Vietri is through in under four minutes, and the 23-year-old vine looks like it’s just received a winter shave and a haircut.

In some ways, being a winemaker is not that dissimilar from being a football coach. After the season is over, each first assesses what went wrong the previous year. For a winemaker, it’s frost, diseases, and predators large and small. During a pause in October 2020’s harvest, I joined Vietri as he cataloged an array of problems that resulted in too few grapes for that vintage. Regardless, a locally assembled picking crew would be coming through later that October morning to find what they could.

Like other businesses in 2020, Vietri had to cut back the hours guests could enjoy wine on Va La’s back patio and lawn at widely separated tables. The tasting room closed when the pandemic hit in March. “The birds this year have just been ravenous,” noted Vietri as he walked through the rows of vines, some with only a few grapes left per bunch.

wine tasting

A pause in the process for a taste test.

In some ways, being a winemaker is not that dissimilar from being a football coach. After the season is over, each first assesses what went wrong the previous year. For a winemaker, it’s frost, diseases, and predators large and small.

The usual netting couldn’t totally stop the damage. “They’d come down in flocks, and they just wouldn’t be scared away,” he says.

The vineyard itself begins near the highway, climbs up a gentle hill, then spreads out behind the winery across the breadth of the property, which is perhaps 200 yards wide. The vines then goes back over the crest and continue for a short distance. Vietri has portioned off the property into four parts according to soil types. He makes a wine blended from the vines growing in each section, occasionally producing an additional vintage.
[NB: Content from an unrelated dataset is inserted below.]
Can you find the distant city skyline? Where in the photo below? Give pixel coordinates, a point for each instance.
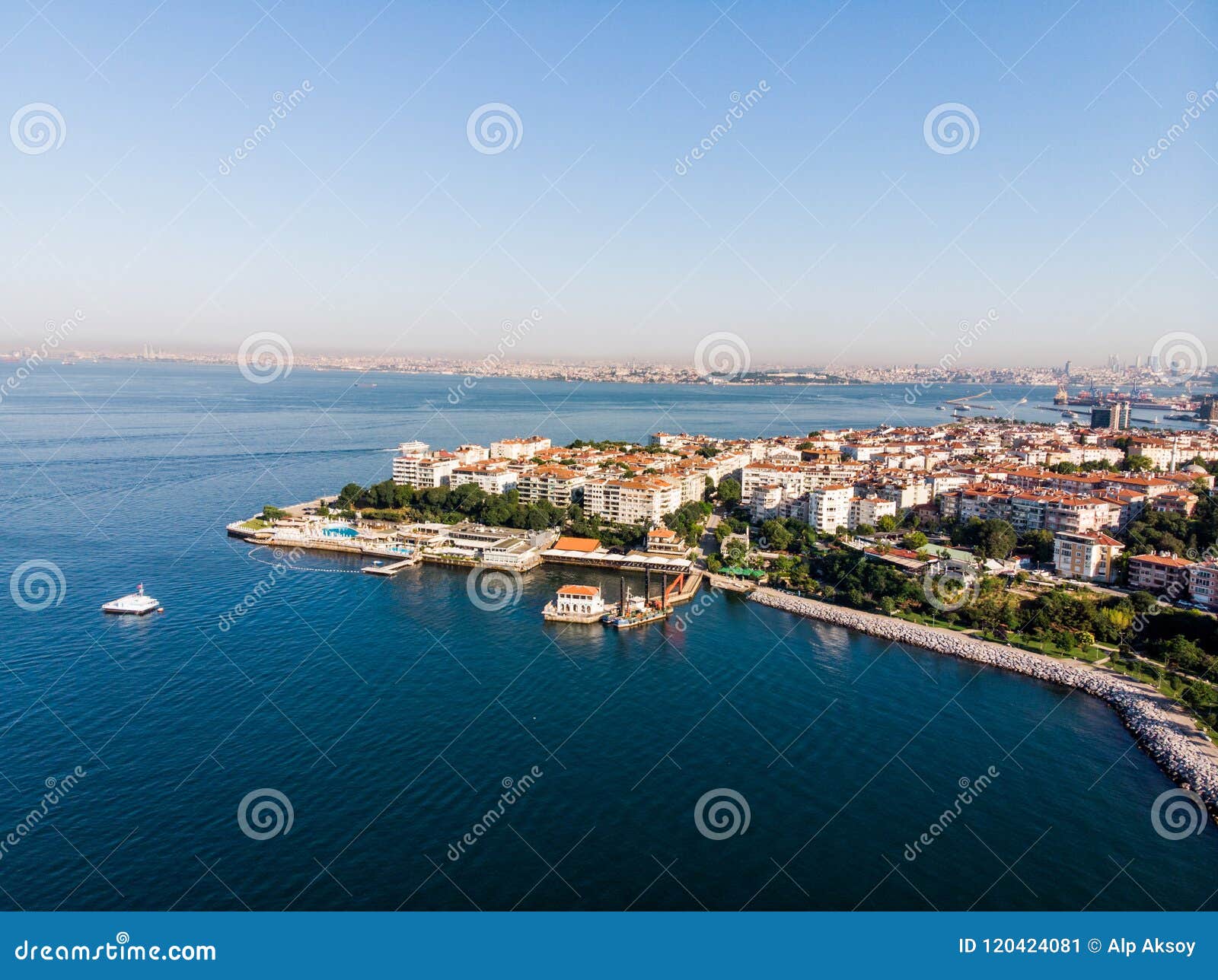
(832, 186)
The La Prima Donna is an amber-colored white wine blend of tocai, malvasia bianca, fiano, pinot grigio and petit manseng grapes grown in the stony soils that make up the southeast area of the field. Silk is a dry rosato or rosé made from the corvina veronese, barbera, nebbiolo, carmine and petit verdot grapes from the eastern slopes of the hill.

grape crushing

Among Va La fans, there are frequent arguments as to which is the best red wine made at the winery: Mahogany or Cedar? The former comes from malvasia nera, barbera, sagrantino, carmine, lagrein, charbono, teroldego and petit verdot grapes grown in the black mushroom soils of the center area of the hill. Cedar, meanwhile, is a blend of nine nebbiolo clones that come from the red earth of the field’s western edge. At any one time, Vietri has dozens of different varieties and clones.

Although Vietri seldom strays from Avondale and what he calls “the little vineyard,” he has vast professional contacts around the world. When it comes to accessing a new variety or a new clone, he calls on the research experts at the fabled University of California, Davis, who often find a new prospect in their massive list of vines kept in quarantine, waiting to be proven disease-free.

wine making process

Although he’s not a certified organic farmer, Vietri tries to control weeds by mechanical methods. During the summer, he frequently dons his “space suit” and mounts a tractor to spray approved organic compounds to control mildew. It’s the bane of humid Eastern American vineyards, among other diseases of the vine. A rabid baseball fan, Vietri loves analytics. He keeps meticulous records, whether it’s the weather or when vines go through the maturation process of bud break, flowering and fruit set. For the reds, it’s veraison—or color change.

In the end, Vietri’s aim is to accurately translate into wine what the vineyard soils and multiple vines give him. “For me, I really see it as farming,” he says late one evening after a long, cold day of pruning. “I try to take whatever wonderful things that were in this little field that year and put it into the bottles.”